Tell me thy company, and I'll tell thee what thou art.

My old grannum (rest her soul) was wont to say, there were but two families in the world, have-much and have-little.

There's no sauce in the world like hunger.

The bow cannot always stand bent, nor can human frailty subsist without some lawful recreation.

It seldom happens that any felicity comes so pure as not to be tempered and allayed by some mixture of sorrow.

Alas! all music jars when the soul's out of tune.

The eyes those silent tongues of love.

He is mad past recovery, but yet he has lucid intervals.

You are a king by your own fireside, as much as any monarch in his throne.

Truth indeed rather alleviates than hurts, and will always bear up against falsehood, as oil does above water.

'Tis the only comfort of the miserable to have partners in their woes.

There is a strange charm in the thoughts of a good legacy, or the hopes of an estate, which wondrously removes or at least alleviates the sorrow that men would otherwise feel for the death of friends.

That which costs little is less valued.

Every man is the son of his own works.

Love and war are the same thing, and stratagems and policy are as allowable in the one as in the other.

I have always heard, Sancho, that doing good to base fellows is like throwing water into the sea.

A private sin is not so prejudicial in this world, as a public indecency.

One of the most considerable advantages the great have over their inferiors is to have servants as good as themselves.
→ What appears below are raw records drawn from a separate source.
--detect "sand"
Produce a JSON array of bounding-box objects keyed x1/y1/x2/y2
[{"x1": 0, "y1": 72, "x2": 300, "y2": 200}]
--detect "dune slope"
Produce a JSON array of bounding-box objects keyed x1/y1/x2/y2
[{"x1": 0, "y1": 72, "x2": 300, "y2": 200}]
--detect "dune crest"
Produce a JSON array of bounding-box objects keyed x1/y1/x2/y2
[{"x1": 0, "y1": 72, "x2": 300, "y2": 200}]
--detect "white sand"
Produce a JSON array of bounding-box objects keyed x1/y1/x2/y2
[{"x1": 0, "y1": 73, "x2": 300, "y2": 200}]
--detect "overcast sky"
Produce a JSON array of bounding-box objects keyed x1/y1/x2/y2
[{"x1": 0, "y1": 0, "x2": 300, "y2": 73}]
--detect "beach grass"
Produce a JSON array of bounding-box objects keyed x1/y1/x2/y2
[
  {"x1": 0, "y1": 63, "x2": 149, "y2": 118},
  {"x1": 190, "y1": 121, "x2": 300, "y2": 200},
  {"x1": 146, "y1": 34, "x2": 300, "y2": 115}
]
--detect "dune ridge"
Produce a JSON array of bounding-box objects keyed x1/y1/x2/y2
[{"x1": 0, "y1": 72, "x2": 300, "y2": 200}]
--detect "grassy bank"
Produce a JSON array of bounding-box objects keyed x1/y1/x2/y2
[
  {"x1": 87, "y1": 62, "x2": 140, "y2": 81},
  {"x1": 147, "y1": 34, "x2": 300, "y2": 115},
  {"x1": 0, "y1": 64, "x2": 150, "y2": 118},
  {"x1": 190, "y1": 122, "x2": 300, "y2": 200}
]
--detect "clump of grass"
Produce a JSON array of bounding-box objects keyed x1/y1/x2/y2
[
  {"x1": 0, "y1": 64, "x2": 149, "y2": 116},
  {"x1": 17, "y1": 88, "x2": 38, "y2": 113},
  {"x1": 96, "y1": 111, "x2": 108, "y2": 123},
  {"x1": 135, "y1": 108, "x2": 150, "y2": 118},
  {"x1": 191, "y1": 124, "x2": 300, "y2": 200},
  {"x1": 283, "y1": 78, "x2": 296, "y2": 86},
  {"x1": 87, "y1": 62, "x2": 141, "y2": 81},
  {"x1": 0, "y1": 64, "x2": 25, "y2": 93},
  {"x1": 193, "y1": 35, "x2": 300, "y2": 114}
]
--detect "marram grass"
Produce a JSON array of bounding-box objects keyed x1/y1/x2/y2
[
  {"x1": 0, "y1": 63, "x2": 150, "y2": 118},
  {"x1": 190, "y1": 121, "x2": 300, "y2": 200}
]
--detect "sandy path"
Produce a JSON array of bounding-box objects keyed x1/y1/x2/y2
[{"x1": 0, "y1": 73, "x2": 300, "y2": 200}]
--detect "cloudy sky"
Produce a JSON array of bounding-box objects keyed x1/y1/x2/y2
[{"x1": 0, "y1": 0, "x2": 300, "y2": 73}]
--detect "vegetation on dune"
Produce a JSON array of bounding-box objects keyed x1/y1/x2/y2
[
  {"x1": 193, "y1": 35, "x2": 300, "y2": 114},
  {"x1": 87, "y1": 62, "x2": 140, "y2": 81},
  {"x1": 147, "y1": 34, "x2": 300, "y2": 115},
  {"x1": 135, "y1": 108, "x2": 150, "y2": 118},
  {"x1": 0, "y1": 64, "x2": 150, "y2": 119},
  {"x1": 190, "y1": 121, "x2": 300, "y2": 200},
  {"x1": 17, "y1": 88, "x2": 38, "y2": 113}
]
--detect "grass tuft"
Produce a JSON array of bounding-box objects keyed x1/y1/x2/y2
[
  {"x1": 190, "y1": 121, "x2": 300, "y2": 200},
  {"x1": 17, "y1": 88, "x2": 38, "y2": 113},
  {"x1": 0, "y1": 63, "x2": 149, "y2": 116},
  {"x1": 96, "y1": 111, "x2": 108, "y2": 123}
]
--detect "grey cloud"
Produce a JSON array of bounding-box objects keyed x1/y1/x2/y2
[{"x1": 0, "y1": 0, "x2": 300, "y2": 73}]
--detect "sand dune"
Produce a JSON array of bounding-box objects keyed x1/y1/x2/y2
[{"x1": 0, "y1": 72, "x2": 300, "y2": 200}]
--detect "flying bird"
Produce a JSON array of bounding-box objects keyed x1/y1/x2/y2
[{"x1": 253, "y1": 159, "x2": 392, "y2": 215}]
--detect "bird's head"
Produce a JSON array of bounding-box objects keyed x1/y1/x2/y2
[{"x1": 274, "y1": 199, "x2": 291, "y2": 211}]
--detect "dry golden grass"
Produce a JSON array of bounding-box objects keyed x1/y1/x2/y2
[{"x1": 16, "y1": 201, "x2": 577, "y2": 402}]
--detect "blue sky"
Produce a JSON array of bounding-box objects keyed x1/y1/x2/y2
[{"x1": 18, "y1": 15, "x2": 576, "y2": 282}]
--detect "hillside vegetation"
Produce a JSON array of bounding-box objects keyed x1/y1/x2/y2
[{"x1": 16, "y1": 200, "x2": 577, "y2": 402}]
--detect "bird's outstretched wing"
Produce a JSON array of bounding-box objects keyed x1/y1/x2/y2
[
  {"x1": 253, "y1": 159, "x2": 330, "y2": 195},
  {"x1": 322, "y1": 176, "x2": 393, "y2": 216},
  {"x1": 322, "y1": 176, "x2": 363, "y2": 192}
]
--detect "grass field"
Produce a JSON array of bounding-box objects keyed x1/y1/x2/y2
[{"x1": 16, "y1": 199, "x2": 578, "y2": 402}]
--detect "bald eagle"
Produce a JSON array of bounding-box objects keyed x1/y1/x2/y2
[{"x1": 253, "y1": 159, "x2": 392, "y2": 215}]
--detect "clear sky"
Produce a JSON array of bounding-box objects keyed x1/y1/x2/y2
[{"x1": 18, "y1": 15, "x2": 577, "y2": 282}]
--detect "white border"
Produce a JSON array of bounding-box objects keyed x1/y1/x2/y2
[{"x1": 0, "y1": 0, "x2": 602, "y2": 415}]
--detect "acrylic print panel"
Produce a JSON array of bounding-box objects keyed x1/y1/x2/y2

For a man to attain to an eminent degree in learning costs him time, watching, hunger, nakedness, dizziness in the head, weakness in the stomach, and other inconveniences.

Delay always breeds danger; and to protract a great design is often to ruin it.

I do not say a proverb is amiss when aptly and reasonably applied, but to be forever discharging them, right or wrong, hit or miss, renders conversation insipid and vulgar.

Modesty, 'tis a virtue not often found among poets, for almost every one of them thinks himself the greatest in the world.

Our greatest foes, and whom we must chiefly combat, are within.

I believe there's no proverb but what is true; they are all so many sentences and maxims drawn from experience, the universal mother of sciences.

By such innovations are languages enriched, when the words are adopted by the multitude, and naturalized by custom.

There is nothing so subject to the inconstancy of fortune as war.

When the severity of the law is to be softened, let pity, not bribes, be the motive.

Virtue is the truest nobility.

What I say is, patience, and shuffle the cards.

A closed mouth catches no flies.

There's no taking trout with dry breeches.

'Tis a dainty thing to command, though 'twere but a flock of sheep.

Mere flim-flam stories, and nothing but shams and lies.

To withdraw is not to run away, and to stay is no wise action, when there's more reason to fear than to hope.

Well, there's a remedy for all things but death, which will be sure to lay us flat one time or other.

Hold you there, neither a strange hand nor my own, neither heavy nor light shall touch my bum.